Fifty-two per cent of people say they back an EU constitution, up three points from the previous poll, with 9 per cent against the idea and 39 per cent of people saying they don't know.

The survey also shows that Britons are less concerned about keeping national vetoes than almost any other EU nation. Four out of 10 say they must be retained to preserve essential national interests - with only the Spanish registering a lower figure.

One in five Britons believes the veto should be "limited to a very few essential areas", while 12 per cent say they should be given up "for all decisions in order to make the EU more efficient".

The Eurobarometer findings were based on interviews with more than 16,000 people across Europe between 18 March and 30 April, during the Iraq war.
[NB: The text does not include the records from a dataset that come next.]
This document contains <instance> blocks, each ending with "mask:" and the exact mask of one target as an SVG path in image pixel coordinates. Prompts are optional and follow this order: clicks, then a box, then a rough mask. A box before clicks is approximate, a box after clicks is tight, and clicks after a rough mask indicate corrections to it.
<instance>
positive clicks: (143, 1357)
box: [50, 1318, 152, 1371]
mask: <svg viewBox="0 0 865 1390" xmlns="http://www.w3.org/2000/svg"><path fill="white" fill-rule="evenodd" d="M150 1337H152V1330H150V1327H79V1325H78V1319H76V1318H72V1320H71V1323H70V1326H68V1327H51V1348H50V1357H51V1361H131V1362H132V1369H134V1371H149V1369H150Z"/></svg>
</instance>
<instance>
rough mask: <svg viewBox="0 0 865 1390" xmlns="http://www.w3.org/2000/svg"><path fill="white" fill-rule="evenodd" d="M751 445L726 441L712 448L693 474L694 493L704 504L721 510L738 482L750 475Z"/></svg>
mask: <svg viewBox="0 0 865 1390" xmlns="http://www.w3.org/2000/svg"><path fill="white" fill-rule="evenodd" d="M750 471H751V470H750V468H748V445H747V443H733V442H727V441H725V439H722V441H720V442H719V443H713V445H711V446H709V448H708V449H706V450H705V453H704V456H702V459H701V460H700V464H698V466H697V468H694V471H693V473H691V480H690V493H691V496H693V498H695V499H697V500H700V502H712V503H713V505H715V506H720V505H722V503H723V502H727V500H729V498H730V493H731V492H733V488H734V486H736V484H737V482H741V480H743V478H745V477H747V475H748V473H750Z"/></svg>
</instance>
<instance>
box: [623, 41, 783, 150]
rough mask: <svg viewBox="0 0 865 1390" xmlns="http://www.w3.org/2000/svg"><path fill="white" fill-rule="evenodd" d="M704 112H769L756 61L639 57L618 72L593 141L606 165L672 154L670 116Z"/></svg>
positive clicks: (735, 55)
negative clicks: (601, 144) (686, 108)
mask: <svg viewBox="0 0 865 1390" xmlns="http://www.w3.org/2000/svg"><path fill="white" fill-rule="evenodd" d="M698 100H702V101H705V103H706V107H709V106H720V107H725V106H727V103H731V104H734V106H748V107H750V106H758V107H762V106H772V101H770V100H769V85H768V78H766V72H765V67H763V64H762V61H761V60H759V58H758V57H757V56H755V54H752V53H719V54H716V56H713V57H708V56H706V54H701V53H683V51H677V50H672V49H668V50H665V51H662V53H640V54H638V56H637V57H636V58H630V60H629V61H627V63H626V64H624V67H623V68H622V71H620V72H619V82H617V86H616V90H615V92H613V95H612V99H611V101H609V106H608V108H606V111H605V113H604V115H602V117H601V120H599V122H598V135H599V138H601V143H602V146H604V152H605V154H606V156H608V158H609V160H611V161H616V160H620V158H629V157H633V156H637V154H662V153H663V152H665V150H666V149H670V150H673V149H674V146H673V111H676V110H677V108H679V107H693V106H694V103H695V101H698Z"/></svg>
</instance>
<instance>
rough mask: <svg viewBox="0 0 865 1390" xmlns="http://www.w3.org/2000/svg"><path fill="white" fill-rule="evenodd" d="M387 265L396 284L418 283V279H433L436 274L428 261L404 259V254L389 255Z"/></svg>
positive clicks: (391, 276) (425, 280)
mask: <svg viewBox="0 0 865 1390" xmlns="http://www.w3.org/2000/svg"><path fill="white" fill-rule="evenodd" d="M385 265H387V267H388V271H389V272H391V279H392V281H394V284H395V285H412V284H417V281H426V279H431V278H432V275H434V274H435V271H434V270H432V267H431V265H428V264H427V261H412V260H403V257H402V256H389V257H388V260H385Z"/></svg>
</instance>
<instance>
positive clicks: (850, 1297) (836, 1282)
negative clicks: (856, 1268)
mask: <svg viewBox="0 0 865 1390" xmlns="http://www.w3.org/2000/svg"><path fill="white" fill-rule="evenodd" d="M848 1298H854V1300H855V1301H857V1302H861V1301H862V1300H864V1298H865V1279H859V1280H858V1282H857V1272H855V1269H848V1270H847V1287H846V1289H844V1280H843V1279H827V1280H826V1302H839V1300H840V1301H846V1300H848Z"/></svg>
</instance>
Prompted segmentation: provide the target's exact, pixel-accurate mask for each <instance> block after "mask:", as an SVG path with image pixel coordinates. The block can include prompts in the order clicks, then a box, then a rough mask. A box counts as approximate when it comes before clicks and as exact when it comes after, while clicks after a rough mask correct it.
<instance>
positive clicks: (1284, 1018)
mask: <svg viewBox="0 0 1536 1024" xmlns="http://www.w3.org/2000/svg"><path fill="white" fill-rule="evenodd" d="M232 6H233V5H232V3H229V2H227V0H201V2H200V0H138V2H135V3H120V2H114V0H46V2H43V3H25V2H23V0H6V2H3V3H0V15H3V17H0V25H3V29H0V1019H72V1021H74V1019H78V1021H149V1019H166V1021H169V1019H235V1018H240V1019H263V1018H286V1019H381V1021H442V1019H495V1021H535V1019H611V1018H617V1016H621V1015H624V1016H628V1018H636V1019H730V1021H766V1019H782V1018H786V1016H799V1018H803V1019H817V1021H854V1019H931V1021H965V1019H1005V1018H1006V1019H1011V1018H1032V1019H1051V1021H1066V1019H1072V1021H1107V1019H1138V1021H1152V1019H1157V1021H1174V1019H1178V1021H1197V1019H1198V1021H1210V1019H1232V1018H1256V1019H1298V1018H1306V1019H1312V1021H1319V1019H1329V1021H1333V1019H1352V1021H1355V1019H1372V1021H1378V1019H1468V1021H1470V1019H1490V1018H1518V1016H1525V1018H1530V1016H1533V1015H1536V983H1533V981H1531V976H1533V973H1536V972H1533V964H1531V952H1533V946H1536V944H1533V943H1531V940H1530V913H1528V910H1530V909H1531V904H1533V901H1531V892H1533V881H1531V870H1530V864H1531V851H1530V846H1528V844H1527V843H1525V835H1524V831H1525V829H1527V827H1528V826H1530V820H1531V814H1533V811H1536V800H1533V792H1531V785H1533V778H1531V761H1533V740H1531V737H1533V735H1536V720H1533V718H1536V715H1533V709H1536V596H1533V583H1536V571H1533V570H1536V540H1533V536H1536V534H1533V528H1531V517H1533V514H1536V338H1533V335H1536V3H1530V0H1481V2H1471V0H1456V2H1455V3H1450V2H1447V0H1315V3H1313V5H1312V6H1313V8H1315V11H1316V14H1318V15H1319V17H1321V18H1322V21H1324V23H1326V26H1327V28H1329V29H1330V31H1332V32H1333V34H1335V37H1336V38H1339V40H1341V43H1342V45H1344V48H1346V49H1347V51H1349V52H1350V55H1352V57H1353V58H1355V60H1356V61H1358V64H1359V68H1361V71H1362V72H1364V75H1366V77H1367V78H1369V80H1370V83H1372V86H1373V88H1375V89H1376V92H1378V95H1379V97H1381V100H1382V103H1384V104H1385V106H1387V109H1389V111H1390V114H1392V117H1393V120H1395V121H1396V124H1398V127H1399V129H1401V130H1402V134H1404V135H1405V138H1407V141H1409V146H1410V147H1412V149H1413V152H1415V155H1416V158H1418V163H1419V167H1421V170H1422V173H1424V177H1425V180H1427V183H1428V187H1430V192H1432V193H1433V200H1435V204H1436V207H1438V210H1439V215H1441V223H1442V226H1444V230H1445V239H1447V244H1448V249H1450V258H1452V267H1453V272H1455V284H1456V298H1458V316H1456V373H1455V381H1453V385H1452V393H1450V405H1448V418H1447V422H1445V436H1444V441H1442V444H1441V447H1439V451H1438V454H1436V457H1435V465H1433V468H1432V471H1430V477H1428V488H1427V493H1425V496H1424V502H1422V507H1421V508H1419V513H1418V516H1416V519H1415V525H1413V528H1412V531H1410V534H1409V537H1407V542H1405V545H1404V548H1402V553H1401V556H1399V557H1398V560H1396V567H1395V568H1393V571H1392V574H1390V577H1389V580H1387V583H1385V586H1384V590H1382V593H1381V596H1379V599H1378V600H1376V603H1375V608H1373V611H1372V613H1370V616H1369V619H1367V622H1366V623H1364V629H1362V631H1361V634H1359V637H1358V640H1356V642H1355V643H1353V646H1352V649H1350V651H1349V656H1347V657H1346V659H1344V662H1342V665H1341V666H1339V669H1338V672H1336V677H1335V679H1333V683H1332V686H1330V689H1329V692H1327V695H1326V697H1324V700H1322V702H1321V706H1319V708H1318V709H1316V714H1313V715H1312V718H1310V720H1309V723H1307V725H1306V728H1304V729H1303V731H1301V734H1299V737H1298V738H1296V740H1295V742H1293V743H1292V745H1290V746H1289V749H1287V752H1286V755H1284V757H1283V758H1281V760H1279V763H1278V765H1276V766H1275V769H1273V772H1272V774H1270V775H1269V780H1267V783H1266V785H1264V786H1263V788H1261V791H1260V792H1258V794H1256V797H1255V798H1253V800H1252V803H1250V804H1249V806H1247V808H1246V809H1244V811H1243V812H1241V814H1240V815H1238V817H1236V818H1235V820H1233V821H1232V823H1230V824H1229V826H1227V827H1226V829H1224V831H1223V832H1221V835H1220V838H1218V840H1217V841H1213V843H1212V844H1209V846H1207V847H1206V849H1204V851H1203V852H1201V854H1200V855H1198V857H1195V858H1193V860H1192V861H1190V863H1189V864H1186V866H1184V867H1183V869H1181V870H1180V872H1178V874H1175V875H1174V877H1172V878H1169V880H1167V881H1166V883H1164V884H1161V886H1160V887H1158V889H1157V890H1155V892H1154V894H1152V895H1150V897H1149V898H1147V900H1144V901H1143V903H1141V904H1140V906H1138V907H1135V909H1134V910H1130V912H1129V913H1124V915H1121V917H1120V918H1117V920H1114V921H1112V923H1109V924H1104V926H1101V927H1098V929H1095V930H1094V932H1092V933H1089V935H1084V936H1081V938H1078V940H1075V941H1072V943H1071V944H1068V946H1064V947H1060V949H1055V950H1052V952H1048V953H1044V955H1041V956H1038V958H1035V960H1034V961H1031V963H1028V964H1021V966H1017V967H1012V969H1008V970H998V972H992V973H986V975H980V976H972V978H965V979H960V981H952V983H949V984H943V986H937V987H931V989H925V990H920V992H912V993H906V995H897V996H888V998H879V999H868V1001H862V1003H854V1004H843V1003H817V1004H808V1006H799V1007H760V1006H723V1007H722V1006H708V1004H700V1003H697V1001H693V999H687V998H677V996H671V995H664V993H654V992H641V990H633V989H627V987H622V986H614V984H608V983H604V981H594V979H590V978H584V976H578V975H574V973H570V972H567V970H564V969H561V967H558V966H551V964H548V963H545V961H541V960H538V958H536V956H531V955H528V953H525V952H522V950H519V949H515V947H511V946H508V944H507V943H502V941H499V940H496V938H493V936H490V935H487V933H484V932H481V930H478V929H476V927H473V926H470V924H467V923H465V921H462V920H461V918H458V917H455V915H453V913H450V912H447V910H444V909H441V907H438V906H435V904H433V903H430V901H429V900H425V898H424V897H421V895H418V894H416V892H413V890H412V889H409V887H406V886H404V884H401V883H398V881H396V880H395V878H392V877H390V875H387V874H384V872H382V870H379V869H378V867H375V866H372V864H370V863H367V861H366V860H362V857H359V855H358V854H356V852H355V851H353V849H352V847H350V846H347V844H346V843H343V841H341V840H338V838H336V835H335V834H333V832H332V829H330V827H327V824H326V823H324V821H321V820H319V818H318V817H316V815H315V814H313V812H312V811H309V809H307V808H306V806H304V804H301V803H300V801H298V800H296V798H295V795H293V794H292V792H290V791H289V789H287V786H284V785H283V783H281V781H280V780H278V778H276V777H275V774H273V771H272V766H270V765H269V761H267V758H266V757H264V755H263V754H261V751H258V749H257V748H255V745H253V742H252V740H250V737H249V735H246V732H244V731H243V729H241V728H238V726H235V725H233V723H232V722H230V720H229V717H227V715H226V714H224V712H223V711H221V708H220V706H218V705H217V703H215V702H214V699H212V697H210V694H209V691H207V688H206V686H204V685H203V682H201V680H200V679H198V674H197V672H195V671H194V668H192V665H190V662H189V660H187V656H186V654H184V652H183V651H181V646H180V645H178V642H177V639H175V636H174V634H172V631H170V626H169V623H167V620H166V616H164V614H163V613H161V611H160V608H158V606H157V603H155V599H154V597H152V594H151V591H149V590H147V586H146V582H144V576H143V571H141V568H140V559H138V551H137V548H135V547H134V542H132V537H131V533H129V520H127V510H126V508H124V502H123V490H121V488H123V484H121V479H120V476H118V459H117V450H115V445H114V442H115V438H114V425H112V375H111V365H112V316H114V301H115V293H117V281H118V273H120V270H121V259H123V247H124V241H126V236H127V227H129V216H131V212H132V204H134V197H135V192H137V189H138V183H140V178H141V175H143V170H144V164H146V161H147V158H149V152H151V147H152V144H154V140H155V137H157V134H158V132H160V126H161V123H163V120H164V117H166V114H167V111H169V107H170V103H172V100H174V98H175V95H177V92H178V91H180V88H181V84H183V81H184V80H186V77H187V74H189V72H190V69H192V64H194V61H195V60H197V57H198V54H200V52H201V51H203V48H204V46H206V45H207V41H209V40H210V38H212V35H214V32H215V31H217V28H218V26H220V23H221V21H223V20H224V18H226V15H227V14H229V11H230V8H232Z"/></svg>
It was taken as Eurosceptics started to demand a referendum on the proposed EU constitution but shortly before British newspapers launched their campaigns for a plebiscite.

Yesterday the Daily Mail announced that 89.8 per cent of the 1.69 million people who voted in the survey it organised wanted a referendum on the EU blueprint while 4.2 per cent did not.

The Eurobarometer survey, funded by the European Commission but carried out by polling companies, will encourage Tony Blair as he prepares for an EU summit in Greece starting tomorrow which will discuss the new constitution.

Yesterday Jack Straw, the Foreign Secretary, insisted the proposal would not amount to a United States of Europe. In a speech in London, he said: "The draft treaty had attracted more than the usual amount of hysteria that the UK is locking itself into a federal Europe. We aren't. The treaty confirms the EU as a nation of nations, not a superstate." He said the proposals by a convention chaired by the former French president Valery Giscard d'Estaing confirmed that the balance of power in the EU was anchored in nation states.

Mr Straw said: "A lack of awareness has ... created a knowledge vacuum that has been filled by the forces of Euroscepticism."

The Eurobarometer survey also shows concern about the US. Fifty-eight per cent of Europeans had a negative image of the US when asked about world peace, and more than half were negative about the American role in the fight against world poverty and protecting the environment. Opinion in the UK was more positive than in almost all other member states.

* The British Government's plan to process asylum-seekers outside the EU would create "super-Sangattes", the Refugee Council warns in a report today. It condemns the idea, to be discussed at the summit, as "unprincipled, unworkable and expensive".